The aim of this study was to investigate resistivity and its anisotropy characterization of 3D-printed conductive composites. A conductive, CB-filled ABS filament for a fused filament modeling printer was created. Comparing the resistivity of the filaments and cubic samples made by 3D-printing, it can be concluded that the resistivity of the printed samples increased remarkably. Specifically, the resistivity increased from 29.06 Ω·m ± 0.77 Ω·m for the filaments to 42.59 ± 1.94 Ω·m and 101.60 ± 6.85 Ω·m for the cubic samples in the horizontal direction and the vertical direction, respectively.

The influence of process parameters, i.e., layer thickness, raster width, and air gap, on the resistivity of the 3D-printed parts was also studied. Raster width and air gap significantly affected the resistivity in the vertical direction, and layer thickness and air gap significantly affected the resistivity in the horizontal direction. It was evident that process parameters affected the internal structure of printed parts and influenced the resistivity. It also appeared that a wider raster width produced a greater bonding area, which decreased the resistivity in the vertical direction; a greater air gap produced a larger void, which increased the resistivity; increasing either the layer thickness or the air gap produced larger voids and then increased the resistivity in the horizontal direction. Hence, the resistivity of printed parts can be adjusted by carefully changing the process parameters.

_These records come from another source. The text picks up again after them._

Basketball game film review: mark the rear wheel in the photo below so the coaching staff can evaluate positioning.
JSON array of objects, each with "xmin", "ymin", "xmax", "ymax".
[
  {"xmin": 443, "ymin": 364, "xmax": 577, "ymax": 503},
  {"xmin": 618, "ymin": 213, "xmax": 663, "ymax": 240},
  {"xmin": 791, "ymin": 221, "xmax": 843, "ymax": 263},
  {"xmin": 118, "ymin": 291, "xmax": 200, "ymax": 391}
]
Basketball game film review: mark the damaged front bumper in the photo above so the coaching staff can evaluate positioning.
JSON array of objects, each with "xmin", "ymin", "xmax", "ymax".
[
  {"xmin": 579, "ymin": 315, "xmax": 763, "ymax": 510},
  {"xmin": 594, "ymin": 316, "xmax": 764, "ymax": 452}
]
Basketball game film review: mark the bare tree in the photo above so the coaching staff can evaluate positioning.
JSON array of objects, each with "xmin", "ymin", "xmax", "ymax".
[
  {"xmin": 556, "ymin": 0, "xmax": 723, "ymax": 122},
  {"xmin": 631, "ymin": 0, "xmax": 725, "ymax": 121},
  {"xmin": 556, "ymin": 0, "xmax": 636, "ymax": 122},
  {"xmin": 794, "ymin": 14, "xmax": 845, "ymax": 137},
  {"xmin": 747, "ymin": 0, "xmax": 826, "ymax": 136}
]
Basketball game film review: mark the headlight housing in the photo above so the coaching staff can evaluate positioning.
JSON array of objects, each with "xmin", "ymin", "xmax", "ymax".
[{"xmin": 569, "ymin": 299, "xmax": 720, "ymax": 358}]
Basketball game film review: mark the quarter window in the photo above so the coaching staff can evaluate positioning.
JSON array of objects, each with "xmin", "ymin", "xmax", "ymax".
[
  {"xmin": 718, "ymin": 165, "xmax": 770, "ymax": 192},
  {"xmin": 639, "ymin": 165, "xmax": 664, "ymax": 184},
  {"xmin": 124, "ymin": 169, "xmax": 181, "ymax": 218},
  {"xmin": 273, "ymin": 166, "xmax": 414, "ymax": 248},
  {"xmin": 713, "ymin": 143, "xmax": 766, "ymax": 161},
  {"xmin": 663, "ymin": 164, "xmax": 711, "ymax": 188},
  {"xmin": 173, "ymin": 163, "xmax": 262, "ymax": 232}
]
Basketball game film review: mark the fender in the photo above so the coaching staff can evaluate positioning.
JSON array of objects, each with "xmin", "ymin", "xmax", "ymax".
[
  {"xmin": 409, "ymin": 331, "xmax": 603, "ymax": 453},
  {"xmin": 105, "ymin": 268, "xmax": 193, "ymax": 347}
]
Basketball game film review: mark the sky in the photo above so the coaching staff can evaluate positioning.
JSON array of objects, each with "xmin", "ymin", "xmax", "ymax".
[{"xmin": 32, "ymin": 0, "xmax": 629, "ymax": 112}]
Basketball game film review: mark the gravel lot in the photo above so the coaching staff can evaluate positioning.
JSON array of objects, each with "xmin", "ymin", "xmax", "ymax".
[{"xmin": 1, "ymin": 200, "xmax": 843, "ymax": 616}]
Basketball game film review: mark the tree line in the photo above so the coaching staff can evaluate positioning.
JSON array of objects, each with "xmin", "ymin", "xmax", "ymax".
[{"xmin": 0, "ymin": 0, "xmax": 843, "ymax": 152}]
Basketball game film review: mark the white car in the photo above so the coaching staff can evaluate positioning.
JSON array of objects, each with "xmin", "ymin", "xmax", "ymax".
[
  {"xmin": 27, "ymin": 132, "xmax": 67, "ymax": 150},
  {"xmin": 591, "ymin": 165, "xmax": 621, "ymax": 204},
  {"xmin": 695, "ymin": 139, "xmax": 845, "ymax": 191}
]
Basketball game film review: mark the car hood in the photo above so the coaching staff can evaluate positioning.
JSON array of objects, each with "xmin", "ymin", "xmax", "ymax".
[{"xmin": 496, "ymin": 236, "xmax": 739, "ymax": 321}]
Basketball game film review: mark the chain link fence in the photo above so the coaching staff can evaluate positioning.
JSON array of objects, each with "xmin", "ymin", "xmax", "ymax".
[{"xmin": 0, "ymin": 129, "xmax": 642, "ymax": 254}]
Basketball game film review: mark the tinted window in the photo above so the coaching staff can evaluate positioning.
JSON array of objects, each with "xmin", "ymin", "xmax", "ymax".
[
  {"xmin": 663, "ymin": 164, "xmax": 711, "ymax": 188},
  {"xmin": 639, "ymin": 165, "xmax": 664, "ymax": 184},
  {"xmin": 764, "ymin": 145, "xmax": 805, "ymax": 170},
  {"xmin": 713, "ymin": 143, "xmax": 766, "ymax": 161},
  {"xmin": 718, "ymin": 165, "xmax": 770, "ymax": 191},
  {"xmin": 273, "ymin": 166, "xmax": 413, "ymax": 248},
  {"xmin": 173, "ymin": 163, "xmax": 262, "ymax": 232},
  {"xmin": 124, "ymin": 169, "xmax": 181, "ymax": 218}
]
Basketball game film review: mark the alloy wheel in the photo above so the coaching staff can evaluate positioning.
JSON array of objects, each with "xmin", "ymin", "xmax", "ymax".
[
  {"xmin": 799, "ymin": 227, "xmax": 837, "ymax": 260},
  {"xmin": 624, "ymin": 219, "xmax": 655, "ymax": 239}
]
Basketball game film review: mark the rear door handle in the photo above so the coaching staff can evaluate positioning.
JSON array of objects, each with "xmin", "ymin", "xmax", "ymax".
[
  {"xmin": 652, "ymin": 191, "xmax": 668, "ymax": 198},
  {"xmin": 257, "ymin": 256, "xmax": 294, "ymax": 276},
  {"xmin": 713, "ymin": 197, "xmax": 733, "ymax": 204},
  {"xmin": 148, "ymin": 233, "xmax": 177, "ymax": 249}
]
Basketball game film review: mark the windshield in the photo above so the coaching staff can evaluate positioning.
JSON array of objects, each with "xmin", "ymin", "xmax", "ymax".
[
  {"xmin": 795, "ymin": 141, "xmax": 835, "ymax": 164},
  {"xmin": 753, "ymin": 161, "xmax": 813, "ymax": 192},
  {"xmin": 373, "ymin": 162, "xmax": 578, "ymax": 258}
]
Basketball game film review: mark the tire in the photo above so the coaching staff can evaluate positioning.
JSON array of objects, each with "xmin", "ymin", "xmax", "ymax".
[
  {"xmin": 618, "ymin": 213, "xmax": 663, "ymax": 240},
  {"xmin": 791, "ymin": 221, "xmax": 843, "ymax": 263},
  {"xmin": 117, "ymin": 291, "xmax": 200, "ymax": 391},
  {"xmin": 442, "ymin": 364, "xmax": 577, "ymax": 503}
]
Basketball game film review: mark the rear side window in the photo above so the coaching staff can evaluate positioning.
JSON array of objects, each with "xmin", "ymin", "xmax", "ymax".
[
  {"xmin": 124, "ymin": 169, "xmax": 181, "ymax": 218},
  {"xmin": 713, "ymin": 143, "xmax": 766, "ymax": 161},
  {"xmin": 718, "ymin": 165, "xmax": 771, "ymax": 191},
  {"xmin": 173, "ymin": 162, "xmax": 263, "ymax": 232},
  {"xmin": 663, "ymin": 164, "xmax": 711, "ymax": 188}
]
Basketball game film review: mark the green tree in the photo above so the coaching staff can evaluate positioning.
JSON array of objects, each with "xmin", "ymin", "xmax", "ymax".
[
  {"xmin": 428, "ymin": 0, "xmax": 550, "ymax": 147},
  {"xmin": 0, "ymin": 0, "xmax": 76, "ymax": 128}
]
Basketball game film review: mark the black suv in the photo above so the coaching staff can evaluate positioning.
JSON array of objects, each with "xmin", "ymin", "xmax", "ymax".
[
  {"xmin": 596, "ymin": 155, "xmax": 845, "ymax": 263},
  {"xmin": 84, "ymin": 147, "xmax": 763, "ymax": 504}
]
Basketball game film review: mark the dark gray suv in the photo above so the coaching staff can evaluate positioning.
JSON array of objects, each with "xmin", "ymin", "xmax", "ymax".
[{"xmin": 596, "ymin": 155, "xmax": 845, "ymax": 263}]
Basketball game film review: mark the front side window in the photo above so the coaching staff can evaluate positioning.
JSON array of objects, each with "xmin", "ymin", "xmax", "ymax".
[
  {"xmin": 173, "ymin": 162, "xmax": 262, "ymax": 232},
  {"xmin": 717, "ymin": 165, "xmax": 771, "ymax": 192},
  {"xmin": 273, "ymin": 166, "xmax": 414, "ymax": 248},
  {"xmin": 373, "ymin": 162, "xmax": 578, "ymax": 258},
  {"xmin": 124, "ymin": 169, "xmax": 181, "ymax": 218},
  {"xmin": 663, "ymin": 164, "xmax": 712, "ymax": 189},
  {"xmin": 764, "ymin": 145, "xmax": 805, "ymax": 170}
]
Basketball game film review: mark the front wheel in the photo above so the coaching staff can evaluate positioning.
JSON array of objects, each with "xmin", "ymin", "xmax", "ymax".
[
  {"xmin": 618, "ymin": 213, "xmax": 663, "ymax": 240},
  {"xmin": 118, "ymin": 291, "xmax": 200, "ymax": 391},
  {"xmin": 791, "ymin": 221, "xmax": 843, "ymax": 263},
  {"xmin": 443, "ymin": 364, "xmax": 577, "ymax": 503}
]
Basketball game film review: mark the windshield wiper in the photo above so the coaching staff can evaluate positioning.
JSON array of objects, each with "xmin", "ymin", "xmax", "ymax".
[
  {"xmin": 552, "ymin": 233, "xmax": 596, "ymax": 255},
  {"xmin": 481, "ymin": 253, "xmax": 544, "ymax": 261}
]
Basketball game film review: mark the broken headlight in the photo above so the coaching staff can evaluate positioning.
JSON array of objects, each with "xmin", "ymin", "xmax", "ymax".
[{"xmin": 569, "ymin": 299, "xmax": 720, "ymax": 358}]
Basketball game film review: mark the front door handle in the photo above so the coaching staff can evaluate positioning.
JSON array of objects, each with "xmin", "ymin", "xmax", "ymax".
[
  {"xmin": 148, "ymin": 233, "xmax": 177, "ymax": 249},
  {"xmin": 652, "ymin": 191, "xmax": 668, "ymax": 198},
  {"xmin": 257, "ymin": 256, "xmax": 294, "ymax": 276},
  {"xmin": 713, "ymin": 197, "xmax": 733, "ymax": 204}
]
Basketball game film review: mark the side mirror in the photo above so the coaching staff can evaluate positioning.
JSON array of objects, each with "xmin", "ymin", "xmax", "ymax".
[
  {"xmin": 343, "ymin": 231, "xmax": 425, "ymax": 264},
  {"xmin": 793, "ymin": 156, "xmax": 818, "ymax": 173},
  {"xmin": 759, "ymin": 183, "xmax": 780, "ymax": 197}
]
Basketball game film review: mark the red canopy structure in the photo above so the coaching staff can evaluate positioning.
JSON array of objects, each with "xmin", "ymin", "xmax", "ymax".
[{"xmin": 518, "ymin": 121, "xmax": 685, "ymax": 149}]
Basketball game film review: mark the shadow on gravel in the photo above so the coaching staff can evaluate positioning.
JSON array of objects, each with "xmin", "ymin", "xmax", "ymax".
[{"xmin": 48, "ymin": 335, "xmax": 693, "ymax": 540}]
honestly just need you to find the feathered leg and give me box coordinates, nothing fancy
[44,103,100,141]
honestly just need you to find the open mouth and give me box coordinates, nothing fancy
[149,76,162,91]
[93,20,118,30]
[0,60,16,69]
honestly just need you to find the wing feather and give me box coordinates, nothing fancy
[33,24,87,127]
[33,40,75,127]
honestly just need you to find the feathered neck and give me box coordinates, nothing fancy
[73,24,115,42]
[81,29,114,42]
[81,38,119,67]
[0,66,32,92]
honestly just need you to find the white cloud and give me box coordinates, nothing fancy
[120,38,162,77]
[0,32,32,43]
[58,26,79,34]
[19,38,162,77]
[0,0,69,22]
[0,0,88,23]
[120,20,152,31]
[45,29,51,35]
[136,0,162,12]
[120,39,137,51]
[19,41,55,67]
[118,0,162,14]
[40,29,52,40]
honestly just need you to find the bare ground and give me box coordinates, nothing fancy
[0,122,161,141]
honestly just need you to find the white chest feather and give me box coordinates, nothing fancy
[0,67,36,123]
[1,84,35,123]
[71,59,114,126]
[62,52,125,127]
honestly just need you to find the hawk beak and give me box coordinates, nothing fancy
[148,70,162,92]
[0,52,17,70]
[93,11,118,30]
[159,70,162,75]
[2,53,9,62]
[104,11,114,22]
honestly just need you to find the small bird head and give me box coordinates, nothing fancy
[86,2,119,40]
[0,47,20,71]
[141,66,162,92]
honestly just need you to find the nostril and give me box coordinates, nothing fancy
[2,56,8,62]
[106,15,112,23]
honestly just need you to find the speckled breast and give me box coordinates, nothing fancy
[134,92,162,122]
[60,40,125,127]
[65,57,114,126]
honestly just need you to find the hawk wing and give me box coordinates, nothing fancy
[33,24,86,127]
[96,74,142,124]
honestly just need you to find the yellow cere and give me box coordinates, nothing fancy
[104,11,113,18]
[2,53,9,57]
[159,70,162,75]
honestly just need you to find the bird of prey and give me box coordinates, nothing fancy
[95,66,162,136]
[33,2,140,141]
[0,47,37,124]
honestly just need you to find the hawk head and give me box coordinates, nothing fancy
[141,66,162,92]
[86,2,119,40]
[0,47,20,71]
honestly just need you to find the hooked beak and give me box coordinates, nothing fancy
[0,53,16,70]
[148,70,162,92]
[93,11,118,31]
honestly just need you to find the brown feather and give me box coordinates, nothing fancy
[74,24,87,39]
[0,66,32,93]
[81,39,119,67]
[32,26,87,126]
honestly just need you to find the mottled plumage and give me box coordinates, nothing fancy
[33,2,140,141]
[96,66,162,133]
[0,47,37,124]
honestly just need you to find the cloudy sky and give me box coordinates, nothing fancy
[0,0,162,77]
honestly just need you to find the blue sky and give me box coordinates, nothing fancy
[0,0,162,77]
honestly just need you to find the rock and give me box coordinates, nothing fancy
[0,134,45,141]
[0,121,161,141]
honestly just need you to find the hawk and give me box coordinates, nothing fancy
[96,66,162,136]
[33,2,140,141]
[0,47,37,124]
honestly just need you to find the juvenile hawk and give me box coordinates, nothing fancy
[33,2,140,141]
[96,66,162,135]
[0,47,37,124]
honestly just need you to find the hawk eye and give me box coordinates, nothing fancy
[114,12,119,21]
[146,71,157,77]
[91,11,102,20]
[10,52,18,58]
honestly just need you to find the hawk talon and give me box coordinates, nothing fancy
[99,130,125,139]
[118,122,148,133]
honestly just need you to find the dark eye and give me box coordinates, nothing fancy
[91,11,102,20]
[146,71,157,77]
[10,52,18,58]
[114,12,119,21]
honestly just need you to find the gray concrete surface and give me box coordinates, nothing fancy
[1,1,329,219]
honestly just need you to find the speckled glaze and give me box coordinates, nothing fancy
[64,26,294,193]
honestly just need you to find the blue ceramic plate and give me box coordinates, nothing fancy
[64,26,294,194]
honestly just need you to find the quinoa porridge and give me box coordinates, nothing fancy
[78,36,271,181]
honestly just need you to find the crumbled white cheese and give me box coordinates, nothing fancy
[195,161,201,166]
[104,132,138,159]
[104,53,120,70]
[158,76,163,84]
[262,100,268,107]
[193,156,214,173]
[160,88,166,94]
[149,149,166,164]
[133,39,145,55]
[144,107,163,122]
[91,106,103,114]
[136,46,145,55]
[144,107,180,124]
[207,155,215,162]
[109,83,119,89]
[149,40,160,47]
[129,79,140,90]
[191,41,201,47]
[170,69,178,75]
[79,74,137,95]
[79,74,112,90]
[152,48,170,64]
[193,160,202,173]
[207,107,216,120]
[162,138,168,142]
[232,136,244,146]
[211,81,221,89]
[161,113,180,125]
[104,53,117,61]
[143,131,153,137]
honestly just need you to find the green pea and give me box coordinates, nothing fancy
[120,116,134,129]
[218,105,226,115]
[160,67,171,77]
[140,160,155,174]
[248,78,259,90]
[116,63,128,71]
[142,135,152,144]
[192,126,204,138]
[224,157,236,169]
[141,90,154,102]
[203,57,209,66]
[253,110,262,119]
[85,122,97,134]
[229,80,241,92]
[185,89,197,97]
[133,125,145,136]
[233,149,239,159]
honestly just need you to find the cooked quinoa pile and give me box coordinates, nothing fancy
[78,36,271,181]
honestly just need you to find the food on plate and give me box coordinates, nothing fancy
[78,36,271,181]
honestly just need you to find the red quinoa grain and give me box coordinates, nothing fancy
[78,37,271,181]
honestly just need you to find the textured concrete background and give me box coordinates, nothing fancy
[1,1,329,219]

The resistivity of the printed parts was anisotropic as the internal structure of the parts was anisotropic. The process parameters alter the internal structure and, thus, modify the resistivity anisotropy ratio simultaneously. This study indicates that the resistivity anisotropy ratio can be adjusted from 1.01 to 3.59 by adjusting the raster width. This feature offers an efficient and reliable method to fabricate objects with controllable resistivity anisotropy.